Hier stelt ge uw wellust, uw behoud in; kwijnt de dagen
Die 't lot u toestond, door, in hijgend zelfverknagen,
Of waant, dat u 't verstand, verkracht en afgemat,
Den rotsgrond eens herscheppe in 't u verordend nat. -
Verdoolden, 't is vergeefsch! Gy zult op deze klippen
By 't klimmen van den dag de stikdood niet ontslippen.
Geheel een burgerschap uit d' eigen oceaan
Beproefde 't zelfde lot, en is, als gy, vergaan.
Ten zij een machtige arm u weêrgeeft aan de stroomen,
't Is uit, beklaagbre stoet, en met u omgekomen.
Maar, wanhoopt niet, houdt moed! Een arm die dit vermag,
Is hulprede uitgestrekt, voorkoomt uw zelfbeklag,
En biedt u d' overtocht.
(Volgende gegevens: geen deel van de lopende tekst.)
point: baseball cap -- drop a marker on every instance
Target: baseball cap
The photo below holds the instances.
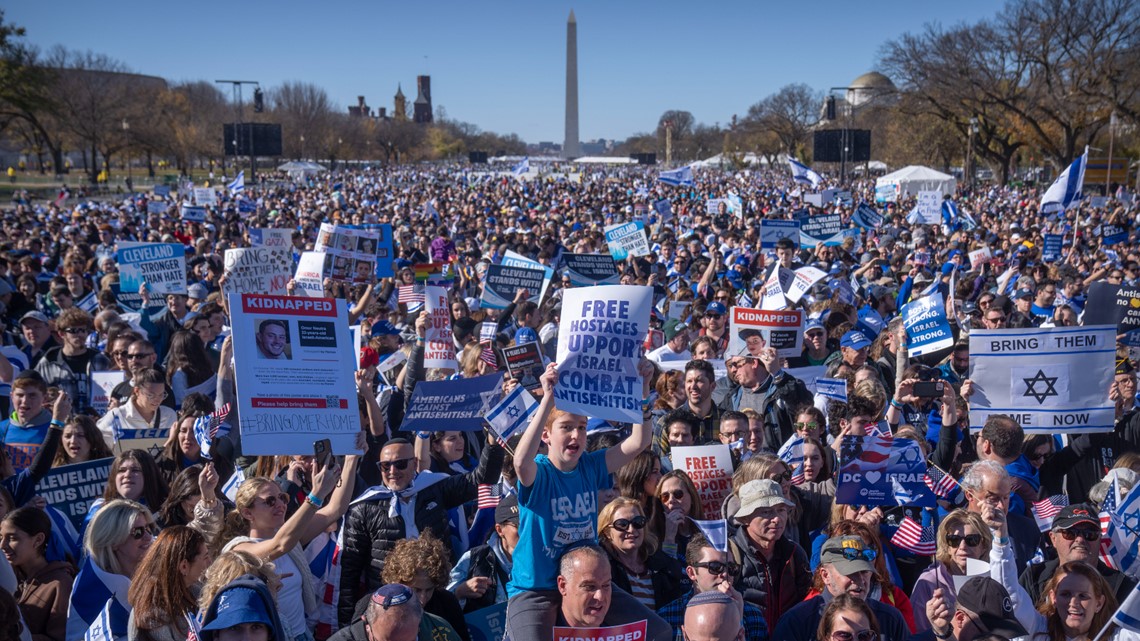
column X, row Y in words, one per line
column 992, row 606
column 1075, row 514
column 238, row 606
column 855, row 339
column 848, row 553
column 757, row 494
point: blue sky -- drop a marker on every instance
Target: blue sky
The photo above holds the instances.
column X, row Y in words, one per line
column 501, row 64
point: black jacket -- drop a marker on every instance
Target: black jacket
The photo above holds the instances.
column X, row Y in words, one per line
column 668, row 576
column 369, row 533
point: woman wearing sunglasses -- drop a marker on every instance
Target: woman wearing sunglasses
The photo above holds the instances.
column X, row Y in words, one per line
column 636, row 565
column 961, row 536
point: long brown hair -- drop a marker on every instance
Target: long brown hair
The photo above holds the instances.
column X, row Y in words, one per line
column 159, row 594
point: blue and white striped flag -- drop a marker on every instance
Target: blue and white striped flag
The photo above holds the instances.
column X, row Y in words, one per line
column 1065, row 192
column 512, row 414
column 803, row 173
column 238, row 185
column 716, row 532
column 677, row 177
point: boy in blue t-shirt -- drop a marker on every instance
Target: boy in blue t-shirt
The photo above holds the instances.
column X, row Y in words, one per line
column 558, row 509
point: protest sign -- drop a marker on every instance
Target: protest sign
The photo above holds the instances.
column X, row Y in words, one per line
column 929, row 208
column 102, row 384
column 599, row 348
column 627, row 632
column 710, row 469
column 801, row 282
column 881, row 470
column 73, row 488
column 751, row 330
column 927, row 326
column 591, row 269
column 773, row 230
column 258, row 270
column 271, row 237
column 457, row 404
column 293, row 364
column 1050, row 380
column 978, row 258
column 161, row 266
column 310, row 274
column 1051, row 251
column 524, row 364
column 439, row 348
column 626, row 240
column 487, row 624
column 352, row 251
column 502, row 283
column 514, row 259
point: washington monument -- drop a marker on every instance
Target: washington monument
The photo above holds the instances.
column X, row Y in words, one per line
column 571, row 147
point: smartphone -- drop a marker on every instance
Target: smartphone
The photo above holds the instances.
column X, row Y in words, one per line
column 322, row 453
column 928, row 389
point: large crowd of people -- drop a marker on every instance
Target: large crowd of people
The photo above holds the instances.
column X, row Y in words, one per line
column 573, row 521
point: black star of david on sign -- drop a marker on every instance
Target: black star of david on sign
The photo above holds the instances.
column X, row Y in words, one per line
column 1031, row 387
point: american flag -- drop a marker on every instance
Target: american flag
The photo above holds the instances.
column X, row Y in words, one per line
column 1044, row 510
column 913, row 537
column 941, row 484
column 409, row 294
column 489, row 495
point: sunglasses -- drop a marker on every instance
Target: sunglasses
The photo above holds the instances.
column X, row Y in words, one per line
column 717, row 567
column 623, row 525
column 1085, row 534
column 971, row 540
column 271, row 501
column 138, row 533
column 400, row 464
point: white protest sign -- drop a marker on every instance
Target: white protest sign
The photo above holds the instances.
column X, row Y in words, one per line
column 439, row 349
column 805, row 277
column 1048, row 380
column 293, row 363
column 599, row 347
column 258, row 270
column 710, row 469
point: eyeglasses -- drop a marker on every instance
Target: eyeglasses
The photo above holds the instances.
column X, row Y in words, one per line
column 271, row 501
column 138, row 533
column 623, row 525
column 1089, row 535
column 400, row 464
column 971, row 540
column 861, row 635
column 717, row 567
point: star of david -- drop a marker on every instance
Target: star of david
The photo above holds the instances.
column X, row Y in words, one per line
column 1031, row 387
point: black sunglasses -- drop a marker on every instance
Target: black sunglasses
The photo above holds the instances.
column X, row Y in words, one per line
column 971, row 540
column 623, row 525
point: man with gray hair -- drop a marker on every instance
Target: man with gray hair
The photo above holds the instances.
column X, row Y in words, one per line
column 987, row 487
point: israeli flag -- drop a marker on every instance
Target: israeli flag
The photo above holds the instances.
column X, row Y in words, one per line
column 512, row 414
column 238, row 185
column 803, row 173
column 1066, row 191
column 716, row 532
column 677, row 177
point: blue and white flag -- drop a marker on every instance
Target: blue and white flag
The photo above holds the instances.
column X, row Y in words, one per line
column 803, row 173
column 1065, row 192
column 238, row 185
column 512, row 414
column 716, row 532
column 677, row 177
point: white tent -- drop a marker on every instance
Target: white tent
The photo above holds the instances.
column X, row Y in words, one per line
column 910, row 180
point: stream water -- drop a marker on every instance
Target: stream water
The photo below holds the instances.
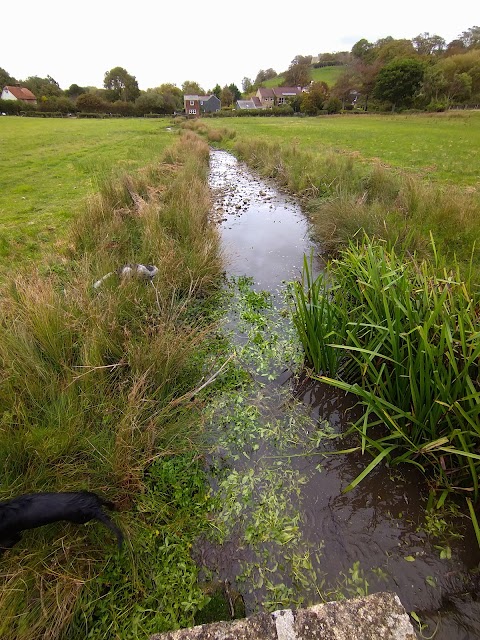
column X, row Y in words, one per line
column 286, row 533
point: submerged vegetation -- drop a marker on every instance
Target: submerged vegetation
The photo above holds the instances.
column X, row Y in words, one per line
column 395, row 317
column 403, row 336
column 97, row 393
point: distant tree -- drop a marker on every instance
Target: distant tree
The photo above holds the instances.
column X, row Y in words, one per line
column 121, row 85
column 455, row 47
column 226, row 97
column 460, row 89
column 426, row 45
column 190, row 87
column 74, row 90
column 260, row 78
column 247, row 85
column 53, row 103
column 471, row 38
column 150, row 101
column 236, row 93
column 434, row 85
column 90, row 103
column 345, row 87
column 362, row 50
column 314, row 99
column 217, row 91
column 6, row 78
column 388, row 49
column 366, row 76
column 47, row 87
column 398, row 81
column 453, row 67
column 298, row 73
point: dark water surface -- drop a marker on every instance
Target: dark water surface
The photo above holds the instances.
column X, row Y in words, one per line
column 272, row 471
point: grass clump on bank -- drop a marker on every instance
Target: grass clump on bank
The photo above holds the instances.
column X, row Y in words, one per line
column 345, row 198
column 96, row 394
column 53, row 164
column 403, row 335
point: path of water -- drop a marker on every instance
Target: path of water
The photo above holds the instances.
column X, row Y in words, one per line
column 287, row 535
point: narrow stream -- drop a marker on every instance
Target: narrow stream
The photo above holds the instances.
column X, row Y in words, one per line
column 287, row 535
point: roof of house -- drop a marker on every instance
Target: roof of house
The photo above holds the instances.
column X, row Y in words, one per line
column 21, row 93
column 248, row 104
column 279, row 92
column 265, row 92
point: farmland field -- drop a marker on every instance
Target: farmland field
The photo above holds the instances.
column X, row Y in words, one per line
column 443, row 147
column 323, row 74
column 52, row 164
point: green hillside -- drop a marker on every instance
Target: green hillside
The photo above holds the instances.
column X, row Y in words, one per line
column 323, row 74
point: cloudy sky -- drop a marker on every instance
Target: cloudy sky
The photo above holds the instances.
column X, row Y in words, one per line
column 209, row 41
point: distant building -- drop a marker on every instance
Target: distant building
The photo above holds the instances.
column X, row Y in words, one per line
column 276, row 96
column 210, row 104
column 192, row 106
column 196, row 105
column 253, row 103
column 18, row 93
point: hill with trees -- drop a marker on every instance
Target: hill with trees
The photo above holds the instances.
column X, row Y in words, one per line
column 424, row 73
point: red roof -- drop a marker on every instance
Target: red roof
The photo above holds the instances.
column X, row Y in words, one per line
column 21, row 93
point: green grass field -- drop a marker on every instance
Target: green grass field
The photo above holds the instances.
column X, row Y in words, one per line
column 443, row 147
column 52, row 164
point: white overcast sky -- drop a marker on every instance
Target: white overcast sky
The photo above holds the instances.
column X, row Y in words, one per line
column 209, row 41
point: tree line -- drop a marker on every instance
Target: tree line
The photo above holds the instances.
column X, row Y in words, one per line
column 424, row 72
column 120, row 95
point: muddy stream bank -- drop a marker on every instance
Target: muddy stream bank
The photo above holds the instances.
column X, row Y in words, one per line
column 286, row 535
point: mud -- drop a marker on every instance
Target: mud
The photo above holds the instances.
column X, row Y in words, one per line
column 373, row 534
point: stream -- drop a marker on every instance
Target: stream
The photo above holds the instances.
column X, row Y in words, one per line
column 284, row 532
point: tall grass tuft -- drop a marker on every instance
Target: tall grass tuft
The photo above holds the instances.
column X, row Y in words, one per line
column 345, row 198
column 407, row 333
column 92, row 383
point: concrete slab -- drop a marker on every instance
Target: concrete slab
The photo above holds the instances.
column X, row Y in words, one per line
column 380, row 616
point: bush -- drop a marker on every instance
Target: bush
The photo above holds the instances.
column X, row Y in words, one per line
column 435, row 106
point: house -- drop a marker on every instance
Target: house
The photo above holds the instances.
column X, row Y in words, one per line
column 196, row 105
column 276, row 96
column 191, row 104
column 253, row 103
column 210, row 104
column 18, row 93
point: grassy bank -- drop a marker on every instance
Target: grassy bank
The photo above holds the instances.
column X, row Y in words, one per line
column 50, row 165
column 345, row 197
column 97, row 394
column 441, row 147
column 395, row 320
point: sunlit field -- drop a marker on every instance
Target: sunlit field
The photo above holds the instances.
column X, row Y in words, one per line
column 49, row 165
column 441, row 147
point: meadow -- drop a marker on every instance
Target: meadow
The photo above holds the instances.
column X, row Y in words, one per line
column 440, row 147
column 323, row 74
column 97, row 386
column 50, row 166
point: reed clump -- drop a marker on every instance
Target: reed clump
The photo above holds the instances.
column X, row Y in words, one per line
column 403, row 335
column 94, row 395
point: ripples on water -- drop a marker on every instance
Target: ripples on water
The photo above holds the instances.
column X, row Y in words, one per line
column 268, row 469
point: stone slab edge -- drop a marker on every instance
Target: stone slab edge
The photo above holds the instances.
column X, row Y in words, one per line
column 380, row 616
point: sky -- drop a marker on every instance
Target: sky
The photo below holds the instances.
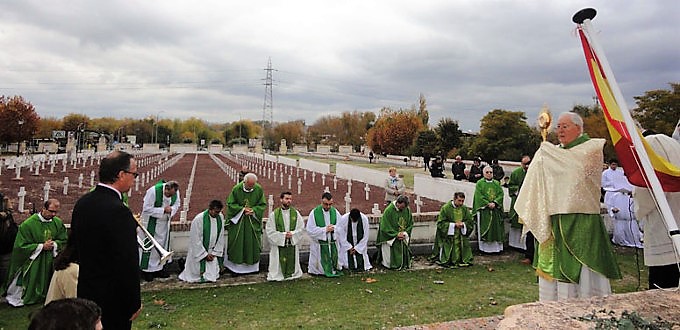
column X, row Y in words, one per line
column 208, row 59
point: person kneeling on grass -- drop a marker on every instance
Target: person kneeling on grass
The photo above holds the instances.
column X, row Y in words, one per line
column 452, row 238
column 206, row 245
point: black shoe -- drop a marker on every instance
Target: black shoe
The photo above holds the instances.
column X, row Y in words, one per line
column 147, row 276
column 161, row 274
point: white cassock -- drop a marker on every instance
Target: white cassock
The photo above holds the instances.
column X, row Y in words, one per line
column 162, row 229
column 344, row 224
column 277, row 238
column 317, row 234
column 196, row 253
column 618, row 197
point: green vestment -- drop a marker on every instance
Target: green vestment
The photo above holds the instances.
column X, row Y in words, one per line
column 392, row 223
column 515, row 183
column 245, row 236
column 453, row 250
column 577, row 239
column 35, row 274
column 490, row 220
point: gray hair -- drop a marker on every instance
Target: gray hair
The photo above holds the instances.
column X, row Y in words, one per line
column 250, row 176
column 402, row 199
column 575, row 119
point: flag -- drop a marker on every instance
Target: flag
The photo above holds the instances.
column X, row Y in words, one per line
column 668, row 174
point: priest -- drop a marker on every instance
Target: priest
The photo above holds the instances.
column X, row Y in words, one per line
column 206, row 245
column 245, row 207
column 40, row 238
column 394, row 235
column 284, row 228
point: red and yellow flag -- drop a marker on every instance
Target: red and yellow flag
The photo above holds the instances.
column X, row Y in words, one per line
column 668, row 174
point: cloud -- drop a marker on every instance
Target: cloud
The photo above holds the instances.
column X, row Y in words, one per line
column 181, row 59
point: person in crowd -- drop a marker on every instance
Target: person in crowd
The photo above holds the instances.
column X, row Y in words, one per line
column 206, row 245
column 454, row 225
column 620, row 205
column 69, row 313
column 104, row 234
column 659, row 254
column 458, row 169
column 64, row 283
column 8, row 233
column 515, row 235
column 161, row 203
column 324, row 246
column 39, row 240
column 285, row 228
column 437, row 167
column 488, row 205
column 475, row 173
column 498, row 172
column 560, row 204
column 353, row 233
column 394, row 235
column 394, row 186
column 245, row 208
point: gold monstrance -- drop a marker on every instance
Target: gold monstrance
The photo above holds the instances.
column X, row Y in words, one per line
column 544, row 121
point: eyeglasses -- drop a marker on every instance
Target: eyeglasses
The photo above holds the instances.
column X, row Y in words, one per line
column 135, row 174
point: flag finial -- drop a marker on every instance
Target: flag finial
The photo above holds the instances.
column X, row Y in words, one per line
column 584, row 14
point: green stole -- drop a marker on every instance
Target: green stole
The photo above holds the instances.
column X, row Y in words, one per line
column 206, row 237
column 286, row 252
column 350, row 238
column 151, row 226
column 328, row 249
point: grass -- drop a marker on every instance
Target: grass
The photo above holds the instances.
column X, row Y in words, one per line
column 396, row 299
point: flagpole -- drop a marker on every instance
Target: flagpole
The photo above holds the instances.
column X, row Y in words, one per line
column 583, row 18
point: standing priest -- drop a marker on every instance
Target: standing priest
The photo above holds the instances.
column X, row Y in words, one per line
column 38, row 241
column 245, row 207
column 285, row 227
column 206, row 245
column 394, row 234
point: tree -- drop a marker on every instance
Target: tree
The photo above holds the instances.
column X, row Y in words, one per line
column 595, row 126
column 394, row 131
column 74, row 122
column 449, row 135
column 505, row 135
column 422, row 110
column 658, row 110
column 18, row 118
column 426, row 143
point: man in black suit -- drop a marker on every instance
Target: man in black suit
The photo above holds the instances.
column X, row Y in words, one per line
column 104, row 232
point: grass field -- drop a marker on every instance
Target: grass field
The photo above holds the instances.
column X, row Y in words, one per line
column 395, row 299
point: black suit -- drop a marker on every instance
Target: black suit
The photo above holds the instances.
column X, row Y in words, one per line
column 105, row 236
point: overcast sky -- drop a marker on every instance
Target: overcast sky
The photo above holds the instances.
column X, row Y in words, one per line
column 207, row 59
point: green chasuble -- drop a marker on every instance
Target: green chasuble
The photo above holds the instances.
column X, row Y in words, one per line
column 490, row 220
column 577, row 239
column 207, row 244
column 151, row 225
column 35, row 275
column 328, row 249
column 392, row 223
column 245, row 237
column 515, row 183
column 453, row 250
column 287, row 252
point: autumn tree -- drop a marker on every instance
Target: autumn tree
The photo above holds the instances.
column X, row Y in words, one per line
column 504, row 135
column 658, row 110
column 422, row 110
column 74, row 122
column 448, row 133
column 46, row 126
column 19, row 119
column 394, row 131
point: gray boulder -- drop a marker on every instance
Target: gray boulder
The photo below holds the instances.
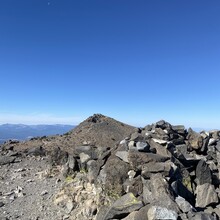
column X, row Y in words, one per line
column 156, row 167
column 205, row 195
column 6, row 160
column 203, row 173
column 122, row 207
column 195, row 139
column 142, row 146
column 122, row 155
column 137, row 159
column 158, row 212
Verheft uw kwijnende oogen
(Die poging is genoeg) slechts eenmaal naar den hoogen!
Begeert het, en uw lot verandert. 't Eindloos meir
Van heil ontsluit zijn' schoot, en vraagt zijn burgers weêr.
Een stem: Wilt zalig zijn, doorklinkt de wareldoorden!
Haar weêrgalm bonst in 't hart, van middagzon tot noorden.
Doch neen, men hoort haar niet, men smoort haar luiden kreet,
En, van de redding warsch, behaagt men zich in 't leed.
Behaagt men zich in 't leed? - Ja, dringt in 't krimpend woelen
Zich pijn en onlust op als vreugde en lustgevoelen!
Men torscht zijn kluister, draagt zijn dierlijk juk gebukt,
En lochent aan zich-zelf hoe fel de ballast drukt.
| |
[pagina 162]
| |
Bestemd, in eedler kreits om de eerste palm te draven,
Gewent ge, ontadeld ros, aan torschen, trekken, slaven;
En neemt de builen, neemt de wonden, dankende aan,
Die prikkel, roede, en zweep in 't wagglend lichaam slaan;
Zoekt hier in 't krijten troost, en elders in 't verharden,
Maar siddert op 't besef van eenmaal vrij te werden.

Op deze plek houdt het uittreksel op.